Эхом, снова — звон колокольчиков по ушам: «А этот — врёт».
Григорий резко поднял глаза, оглядел ещё раз проходящих, точнее, протискивающихся мимо рогаток мужиков. Как на грех — их было много, с полдюжины, все здоровые, бородатые, в кафтанах с расстёгнутыми рукавами. Ночной дозор с целовальником как раз сменились, шли от ворот слободы по домам. Побурчали было, да стихли, протискиваясь меж рогаток и забором — бочком. Да в кружку закидывая щедро, словно от сглаза. Вот только держались кучно, не поймёшь сразу, кого мёртвый голос имел в виду. И на расспрос отвечали все одинаково: «Всю ночь стояли, смотрели, в колотушки били, время и погоду у тёщи под окнами кричали по обычаю, громко и каждые полчаса. Ничего не видели, никого, кроме собак брехатых не слышали»…
Может, и врали, но сейчас не признаются ведь всё равно. А то люди услышат, прознают, что ночная стража ночь проспала — не поленятся, всё пропавшее за год в слободе на них, в убыток, запишут. До последней тряпки, сдутой ветром с забора. Один — высокий и длиннорукий, в мохнатой шапке, сдвинутой гоголем на звтылок, с широким лицом, бритыми усами и бородой светлой, подстриженной и торчащей торчком решился. Наклонился через рогатку, спросил, оценивающе щурясь на Григория светлыми, большими глазами:
— Чего, служивый, много убытку на нас наврали?
Григорий в ответ лишь пожал плечами. Проговорил, медленно:
— Да вроде, немного… Неразговорчивый у вас народ,
Сам пробежал взглядом по человеку ещё раз. Кафтан ладный, сукно хорошее, с вышивкой, за сапогом ножик щёгольский, камень-яхонт на рукояти горит. Борода вьётся, подстриженная, лицо прямое, широкое, но красивое… Черти горох не молотили и ладно, на чёрта мужчине лицо. А вот глаза вроде светлые, ясные, а вглубь посмотреть — не поймёшь, как в болоте вязко и муторно.
«Что, Катька, нравился при жизни, наверное?» — ни с того ни с сего подумал Григорий.
Услышал — сразу между ушей, под черепом — чёткий, брезгливо-рассерженный фырк. Отметил его про себя, оглядел человека внимательнее. А тот выпрямился, сверкнул зубами, проговорил, улыбаясь, будто считая дело решённым:
— Вот и славно… Чего людей томить попусту, убирай свой забор. Баба-то… — проговорил тот.

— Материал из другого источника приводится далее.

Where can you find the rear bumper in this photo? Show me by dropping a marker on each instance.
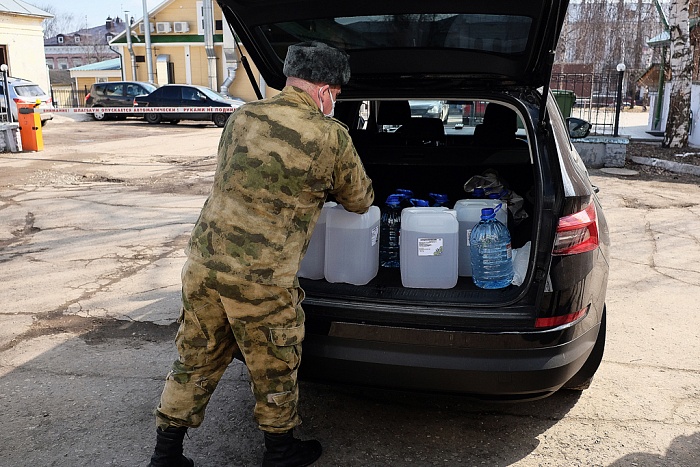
(520, 372)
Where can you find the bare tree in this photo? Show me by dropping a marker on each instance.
(60, 23)
(604, 32)
(678, 121)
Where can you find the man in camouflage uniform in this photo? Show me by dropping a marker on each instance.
(278, 159)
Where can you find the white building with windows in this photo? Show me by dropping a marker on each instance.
(21, 41)
(90, 45)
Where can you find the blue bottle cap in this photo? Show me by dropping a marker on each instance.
(439, 197)
(487, 213)
(419, 203)
(394, 200)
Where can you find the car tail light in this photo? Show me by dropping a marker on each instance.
(577, 233)
(554, 321)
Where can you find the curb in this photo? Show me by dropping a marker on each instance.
(676, 167)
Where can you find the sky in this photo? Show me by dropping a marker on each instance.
(97, 11)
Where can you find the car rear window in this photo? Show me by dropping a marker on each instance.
(503, 34)
(29, 90)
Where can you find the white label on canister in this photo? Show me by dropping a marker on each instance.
(429, 246)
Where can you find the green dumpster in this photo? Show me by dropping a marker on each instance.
(565, 100)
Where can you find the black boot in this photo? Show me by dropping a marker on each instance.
(168, 451)
(284, 450)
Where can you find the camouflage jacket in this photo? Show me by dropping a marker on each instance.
(277, 160)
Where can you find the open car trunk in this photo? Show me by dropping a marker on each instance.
(403, 154)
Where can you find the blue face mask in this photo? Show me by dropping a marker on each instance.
(330, 114)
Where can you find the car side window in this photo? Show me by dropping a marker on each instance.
(171, 93)
(134, 90)
(114, 90)
(190, 94)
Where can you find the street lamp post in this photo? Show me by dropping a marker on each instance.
(618, 105)
(3, 69)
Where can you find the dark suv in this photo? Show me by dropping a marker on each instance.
(520, 342)
(115, 94)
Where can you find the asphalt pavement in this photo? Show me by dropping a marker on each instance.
(92, 231)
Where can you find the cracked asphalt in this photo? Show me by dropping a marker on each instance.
(92, 231)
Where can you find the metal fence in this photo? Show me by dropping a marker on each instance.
(62, 98)
(596, 97)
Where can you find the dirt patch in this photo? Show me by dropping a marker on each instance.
(690, 156)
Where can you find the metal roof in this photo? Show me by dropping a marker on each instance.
(19, 7)
(112, 64)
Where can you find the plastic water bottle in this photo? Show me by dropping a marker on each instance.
(478, 193)
(491, 254)
(389, 235)
(439, 199)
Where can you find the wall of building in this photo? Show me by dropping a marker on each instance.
(186, 52)
(24, 39)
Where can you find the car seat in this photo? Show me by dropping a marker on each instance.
(498, 128)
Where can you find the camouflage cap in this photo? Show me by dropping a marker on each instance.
(317, 62)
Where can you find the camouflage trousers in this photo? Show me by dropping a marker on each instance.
(219, 317)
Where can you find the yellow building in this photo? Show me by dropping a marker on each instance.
(190, 43)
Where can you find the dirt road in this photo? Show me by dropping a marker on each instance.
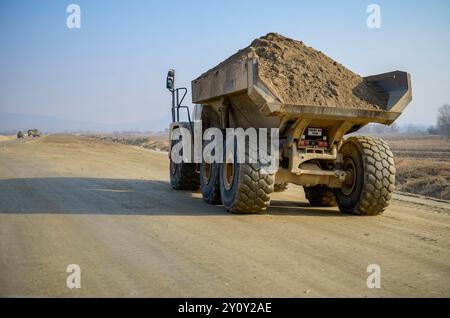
(109, 208)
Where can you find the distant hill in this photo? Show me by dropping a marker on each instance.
(11, 123)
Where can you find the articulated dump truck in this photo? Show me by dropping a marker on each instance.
(315, 102)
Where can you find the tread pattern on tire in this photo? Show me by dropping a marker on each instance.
(320, 195)
(379, 175)
(255, 187)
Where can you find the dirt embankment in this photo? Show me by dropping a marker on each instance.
(152, 142)
(300, 75)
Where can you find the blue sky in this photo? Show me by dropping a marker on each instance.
(113, 69)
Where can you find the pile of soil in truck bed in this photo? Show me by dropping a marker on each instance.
(300, 75)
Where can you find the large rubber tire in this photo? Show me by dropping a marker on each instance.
(373, 181)
(184, 176)
(320, 195)
(249, 190)
(210, 182)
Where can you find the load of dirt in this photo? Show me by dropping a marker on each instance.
(300, 75)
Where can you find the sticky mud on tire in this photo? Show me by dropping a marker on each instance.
(184, 176)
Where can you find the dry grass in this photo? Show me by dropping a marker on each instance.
(423, 164)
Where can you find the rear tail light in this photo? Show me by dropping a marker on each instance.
(313, 143)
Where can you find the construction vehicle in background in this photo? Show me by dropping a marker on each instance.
(34, 133)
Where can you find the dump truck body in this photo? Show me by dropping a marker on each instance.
(314, 102)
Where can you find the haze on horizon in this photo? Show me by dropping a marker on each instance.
(112, 70)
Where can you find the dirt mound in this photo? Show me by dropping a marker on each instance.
(300, 75)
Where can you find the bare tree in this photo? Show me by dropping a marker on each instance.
(443, 120)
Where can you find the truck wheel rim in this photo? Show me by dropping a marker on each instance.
(350, 179)
(228, 175)
(207, 168)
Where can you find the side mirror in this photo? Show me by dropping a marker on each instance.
(170, 82)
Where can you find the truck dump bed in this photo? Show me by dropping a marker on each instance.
(277, 76)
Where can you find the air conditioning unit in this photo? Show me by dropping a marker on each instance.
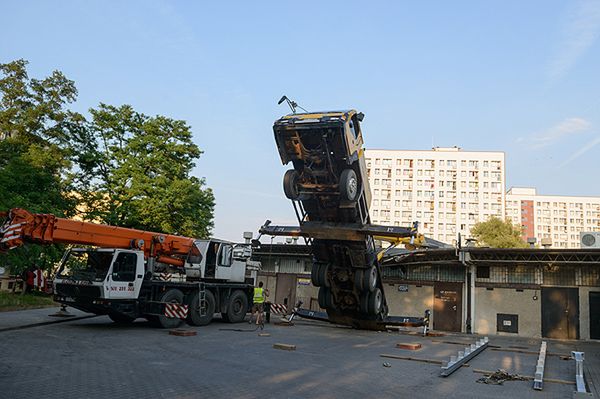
(590, 240)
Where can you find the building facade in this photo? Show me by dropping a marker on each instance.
(553, 218)
(531, 292)
(447, 190)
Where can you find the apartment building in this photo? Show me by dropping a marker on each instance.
(447, 190)
(558, 219)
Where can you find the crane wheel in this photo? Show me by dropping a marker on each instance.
(237, 307)
(195, 317)
(371, 302)
(349, 185)
(323, 270)
(370, 279)
(171, 296)
(290, 184)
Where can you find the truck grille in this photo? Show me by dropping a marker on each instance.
(77, 291)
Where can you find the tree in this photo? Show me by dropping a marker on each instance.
(119, 167)
(496, 233)
(35, 151)
(136, 173)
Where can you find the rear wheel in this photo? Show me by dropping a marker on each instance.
(325, 299)
(237, 307)
(195, 318)
(358, 279)
(290, 184)
(349, 185)
(171, 296)
(375, 302)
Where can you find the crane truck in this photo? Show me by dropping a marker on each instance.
(329, 189)
(132, 273)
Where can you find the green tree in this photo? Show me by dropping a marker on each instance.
(35, 151)
(136, 173)
(120, 167)
(496, 233)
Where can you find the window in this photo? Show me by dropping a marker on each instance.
(482, 272)
(124, 267)
(351, 125)
(225, 255)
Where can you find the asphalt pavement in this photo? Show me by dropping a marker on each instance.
(95, 358)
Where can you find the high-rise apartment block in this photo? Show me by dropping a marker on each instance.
(447, 190)
(556, 219)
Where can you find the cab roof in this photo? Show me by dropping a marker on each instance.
(322, 116)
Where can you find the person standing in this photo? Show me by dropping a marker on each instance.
(260, 294)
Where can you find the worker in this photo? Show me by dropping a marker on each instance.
(260, 295)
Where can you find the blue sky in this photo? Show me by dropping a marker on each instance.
(512, 76)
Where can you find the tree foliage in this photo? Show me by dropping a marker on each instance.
(117, 166)
(496, 233)
(137, 170)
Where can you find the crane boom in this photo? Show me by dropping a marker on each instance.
(23, 226)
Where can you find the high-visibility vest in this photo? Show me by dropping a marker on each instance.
(258, 295)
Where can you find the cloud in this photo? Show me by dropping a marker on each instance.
(581, 30)
(588, 146)
(568, 127)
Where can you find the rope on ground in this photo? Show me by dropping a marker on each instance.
(498, 378)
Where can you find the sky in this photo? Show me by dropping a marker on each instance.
(512, 76)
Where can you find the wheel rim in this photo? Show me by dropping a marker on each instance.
(378, 301)
(372, 279)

Наклонился, толкнул ладонью кривую деревяшку рогатки. Потянулся в карман, потом в кружку — кинул, да щедро, две монеты свернули тусклым, вытертым серебром. Алтын, не меньше, будет покойнице теперь гроб с кистям и доской новой. Надо оно ей теперь? Григорий привычно нахмурился и решил, что по крайней мере ему оно — надо. А светлый потянулся, ловко, одним неуловимым движением толкнул серебрушку Григорию уже прямо в ладонь. Проговорил, сверкнув на миг светлыми, водянистыми глазами.
— Убирай, не томи. Убытка нету, а баба та всё едино, была ничейная…
Григорий встряхнулся от греха подальше — убрал за спину начавшие сжиматься кулаки. Посмотрел светлому в глаза, тяжело и внимательно. Ничего толкового не разглядел, проговорил, оттолкнув ногой рогатку обратно:
— Все мы чьи-то. Во-первых — Божьи, во-вторых — пресветлой Ай-Кайзерин. А ты, мил-человек, не блажи, говори, кто такой, откуда идёшь, что можешь сказать по делу царёву и земскому?
Для верности сверкнув тому золотом пайцзы в глаза. Светлый выпрямился, заложил большие пальцы за цветной пояс, сверкнул глазами снова и зло, заговорил чётко, сквозь зубы:
— Сенька Дуров я, целовальник здешний. Губной голова на еретиках полдневных геройствует, я вроде как за него. А баба — она баба и есть… Заехала с полгода назад, жила, ни с кем не общалась, народ не дёргала, ни к кому не ходила, на помолчи или толоку, да и сама не звала. В бане там или ещё где тоже не видели, что за человек и чей — не знаем. Померла так померла. Убирай рогатки, служивый…
Сзади откашлялись, голос писаря влез в разговор. Вроде мирный, а тоже неприятный, каркающий какой-то голос:
— Сенька, не дури. Не гони пристава раньше времени, я его не для того сюда вызывал. Баба-то, может, и ничейная, зато дом, где жила — он очень даже чейный дом. Я по спискам первым делом проверил. Тулугбековых, братьев — слышал? Должно быть и баба их.